In a follow-up post, Miles combines the same-sex marriage survey data with Australian Census data to explore various demographic relationships. Unlike the US Census data (which is easily accessible in R thanks to the tidycensus package), there's no interface package for Australian Census data. (Selected tables are available in the Census2016 package, however.) Instead, Miles demonstrates how to use R to download and extract data from the the "Census DataPacks" (CSV data files and Excel data dictionaries) provided by the Australian Bureau of Statistics. Yet more data wrangling allows Miles to create summary charts of the responses, such as this chart of proportion voting No by percent of the district population declaring a religious affiliation, broken down by state.

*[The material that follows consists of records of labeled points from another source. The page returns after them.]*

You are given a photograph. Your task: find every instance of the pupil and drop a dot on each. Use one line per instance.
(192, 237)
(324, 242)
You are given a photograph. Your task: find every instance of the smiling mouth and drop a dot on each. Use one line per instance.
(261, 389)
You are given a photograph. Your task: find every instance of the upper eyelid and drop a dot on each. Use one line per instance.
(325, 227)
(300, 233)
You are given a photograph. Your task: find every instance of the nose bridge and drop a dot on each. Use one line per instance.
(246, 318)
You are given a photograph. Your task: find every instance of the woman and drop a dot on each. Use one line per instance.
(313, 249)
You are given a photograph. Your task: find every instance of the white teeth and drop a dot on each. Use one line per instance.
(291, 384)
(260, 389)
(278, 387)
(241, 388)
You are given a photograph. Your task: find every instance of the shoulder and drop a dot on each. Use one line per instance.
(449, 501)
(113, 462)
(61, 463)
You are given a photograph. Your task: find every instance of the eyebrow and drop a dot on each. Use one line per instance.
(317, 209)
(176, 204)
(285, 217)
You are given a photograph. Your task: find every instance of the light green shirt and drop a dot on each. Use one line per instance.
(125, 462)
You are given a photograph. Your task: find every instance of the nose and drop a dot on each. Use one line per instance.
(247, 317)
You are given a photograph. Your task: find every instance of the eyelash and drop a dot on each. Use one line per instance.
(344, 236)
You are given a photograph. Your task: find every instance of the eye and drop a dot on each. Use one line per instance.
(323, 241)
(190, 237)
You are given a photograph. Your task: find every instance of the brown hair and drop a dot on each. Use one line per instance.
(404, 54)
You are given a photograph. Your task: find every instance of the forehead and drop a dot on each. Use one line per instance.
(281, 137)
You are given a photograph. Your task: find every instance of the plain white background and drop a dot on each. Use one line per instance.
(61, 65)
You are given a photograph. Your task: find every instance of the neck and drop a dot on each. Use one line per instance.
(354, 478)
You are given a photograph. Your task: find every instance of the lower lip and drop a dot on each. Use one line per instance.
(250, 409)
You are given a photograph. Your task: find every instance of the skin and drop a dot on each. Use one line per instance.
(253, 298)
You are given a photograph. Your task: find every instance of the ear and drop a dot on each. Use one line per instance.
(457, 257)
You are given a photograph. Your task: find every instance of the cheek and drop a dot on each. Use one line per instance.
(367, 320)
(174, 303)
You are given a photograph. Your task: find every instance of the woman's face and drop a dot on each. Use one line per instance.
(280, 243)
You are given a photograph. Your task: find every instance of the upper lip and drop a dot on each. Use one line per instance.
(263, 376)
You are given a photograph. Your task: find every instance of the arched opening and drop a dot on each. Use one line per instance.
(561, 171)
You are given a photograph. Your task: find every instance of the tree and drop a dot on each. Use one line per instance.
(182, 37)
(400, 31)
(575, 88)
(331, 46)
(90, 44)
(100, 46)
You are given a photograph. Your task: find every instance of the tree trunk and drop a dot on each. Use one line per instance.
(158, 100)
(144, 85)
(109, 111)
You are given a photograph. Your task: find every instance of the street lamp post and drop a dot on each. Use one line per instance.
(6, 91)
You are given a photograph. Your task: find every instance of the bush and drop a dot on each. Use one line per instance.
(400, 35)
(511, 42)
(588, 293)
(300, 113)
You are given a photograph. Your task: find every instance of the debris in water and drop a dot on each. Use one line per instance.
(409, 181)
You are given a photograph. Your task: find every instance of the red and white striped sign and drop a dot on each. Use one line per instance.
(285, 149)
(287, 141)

As you may expect, those districts with more religious populations voted No at greater rates.
Both of these post provide great examples of working with government data, which is often provided in inconvenient formats with messy structures. Follow the links below for step-by-step guides, including the R code used to extract the data, structure it for analysis, and create useful charts.
Medium (Miles McBain): Tidying the Australian Same Sex Marriage Postal Survey Data with R; Combining Australian Census data with the Same Sex Marriage Postal Survey in R
I agree with your assessment of ABS spreadsheets in general. There are even more things that are annoying, like changes made by hand with different releases.
However in this case you may be slightly at fault. I say slightly because it's not obvious. I had not looked at the survey results. When I did I noticed that it was disseminated using ABSStat.
This means you have a choice for the format of your data. You could have saved it as a csv file. What is not obvious is that unlike the Excel format it does not retain the structure of the data, but flattens it. Also you have to choose the csv string option. So no not really your fault.
Posted by: Tom M | December 01, 2017 at 19:34
Hey Tom,
They might have been produced by the ABSStat system but they don't appear to be accessible from there as far as I can tell.
I got them from this page: https://marriagesurvey.abs.gov.au/results/downloads.html
Right now xlsx is the only available option.
Posted by: Miles McBain | December 02, 2017 at 03:41
Hi Miles,
The AMLPS data is on ABS.Stat and available via REST web service call or csv export under "Snapshots of Australia | Australian Marriage Law Postal Survey". This was also released on the 15th.
It would be interesting to see your clean-up and Census combination work using this data source.
Posted by: Julian | December 04, 2017 at 22:56